Washington wine on the move
Blog: Winemaker's Journal
January 25, 2011
This just in: Washington's wine industry is growing.
We knew that. But the state industry wants us to know just how fast and how famous our wines have become in recent years.
The Washington State Liquor Control Board has now issued more than 700 liquor licenses to new wineries, nearly doubling the number of wineries in the state just five years ago, according to Jan. 25 press release from the Washington State Wine Commission.
Go back 40 years and there were a few forward-looking vintners planting grapes. Today, Washington is the second leading wine producing state in the nation. A distant second behind California.

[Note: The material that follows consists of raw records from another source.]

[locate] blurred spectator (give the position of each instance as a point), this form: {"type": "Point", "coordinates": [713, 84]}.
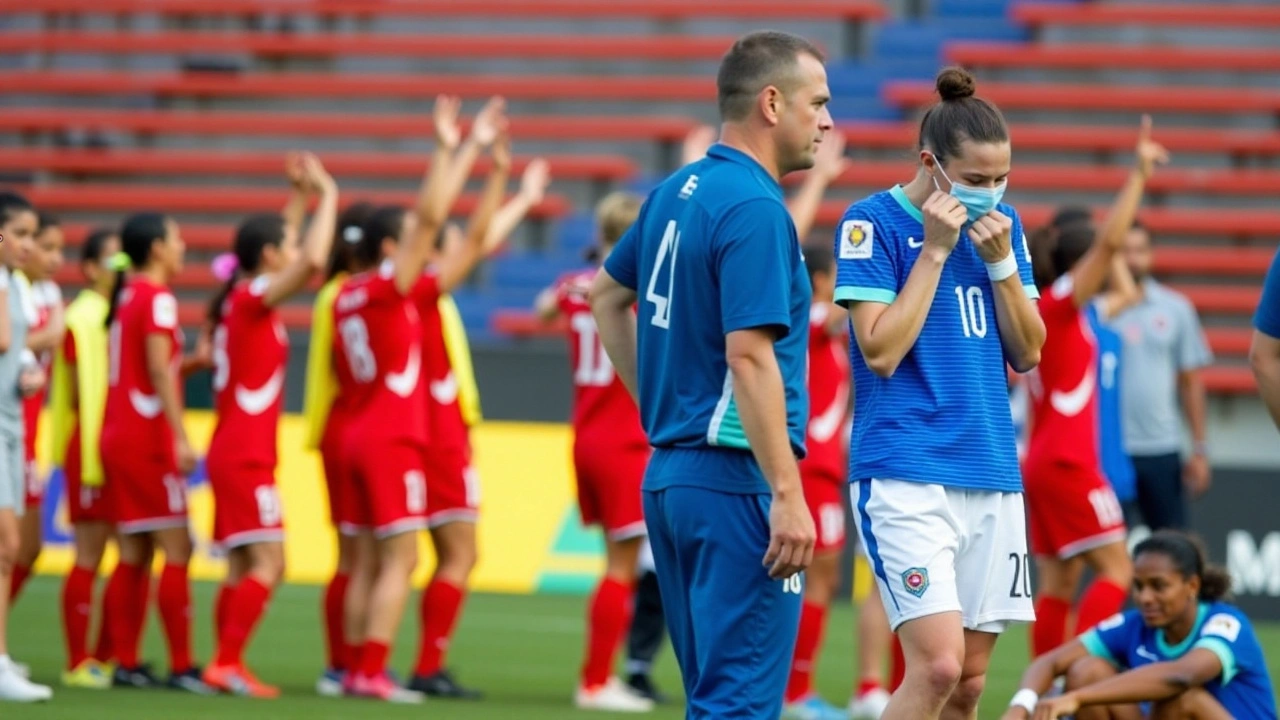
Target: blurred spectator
{"type": "Point", "coordinates": [1164, 351]}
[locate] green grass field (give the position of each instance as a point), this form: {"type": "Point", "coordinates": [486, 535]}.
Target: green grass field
{"type": "Point", "coordinates": [524, 651]}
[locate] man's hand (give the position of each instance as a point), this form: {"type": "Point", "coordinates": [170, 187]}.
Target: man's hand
{"type": "Point", "coordinates": [791, 534]}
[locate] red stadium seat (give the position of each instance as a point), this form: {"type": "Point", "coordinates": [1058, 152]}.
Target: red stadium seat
{"type": "Point", "coordinates": [361, 85]}
{"type": "Point", "coordinates": [1079, 55]}
{"type": "Point", "coordinates": [327, 45]}
{"type": "Point", "coordinates": [333, 124]}
{"type": "Point", "coordinates": [1073, 96]}
{"type": "Point", "coordinates": [127, 162]}
{"type": "Point", "coordinates": [1206, 14]}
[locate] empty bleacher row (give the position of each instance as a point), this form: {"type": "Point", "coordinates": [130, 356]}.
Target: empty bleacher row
{"type": "Point", "coordinates": [187, 105]}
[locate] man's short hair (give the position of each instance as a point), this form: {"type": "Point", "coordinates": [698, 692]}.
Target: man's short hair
{"type": "Point", "coordinates": [755, 62]}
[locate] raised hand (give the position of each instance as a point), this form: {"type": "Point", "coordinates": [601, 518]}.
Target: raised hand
{"type": "Point", "coordinates": [448, 133]}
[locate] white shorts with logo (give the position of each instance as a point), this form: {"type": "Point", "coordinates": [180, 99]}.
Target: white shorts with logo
{"type": "Point", "coordinates": [946, 550]}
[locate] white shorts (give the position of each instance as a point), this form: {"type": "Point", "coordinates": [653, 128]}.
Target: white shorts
{"type": "Point", "coordinates": [946, 550]}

The state now has 40,000 acres of wine grapes, reflecting an increase of 2,000 acres a year over the past five years.
The 160,000-ton 2010 wine grape crop — a short one for most vineyards because of weather — was still 3 percent more than 2009 and 33 percent more than 2006.
Perhaps more important than growth is growing acceptance and acclaim. "Wine Spectator" magazine named a Columbia Crest cabernet sauvignon as its top wine for 2009. There were six Washington wines on the magazine's 2010 list of the world's top 100 wines.
Two Washington wines — a 2008 Long Shadows Botrytis Riesling and a 2005 Quilceda Creek cabernet sauvignon — were served at a Whitehouse state dinner last week when Pres. Obama hosted China Pres. Hu Jintau. Quilceda Creek's cabernets have already won three unheard-of 100 point ratings in recent years from "Wine Advocate"s Robert Parker.
"What makes Washington wines remarkable? As is the case everywhere, it begins with the terroir — the land and the climate," wrote Harvey Steiman in "Wine Spectator"s December cover feature on Washington wines.
"We're still growing at a phenomenal rate," said Robin Pollard, the wine commission's executive director, "and awareness of Washington State as a premium wine region have never been higher."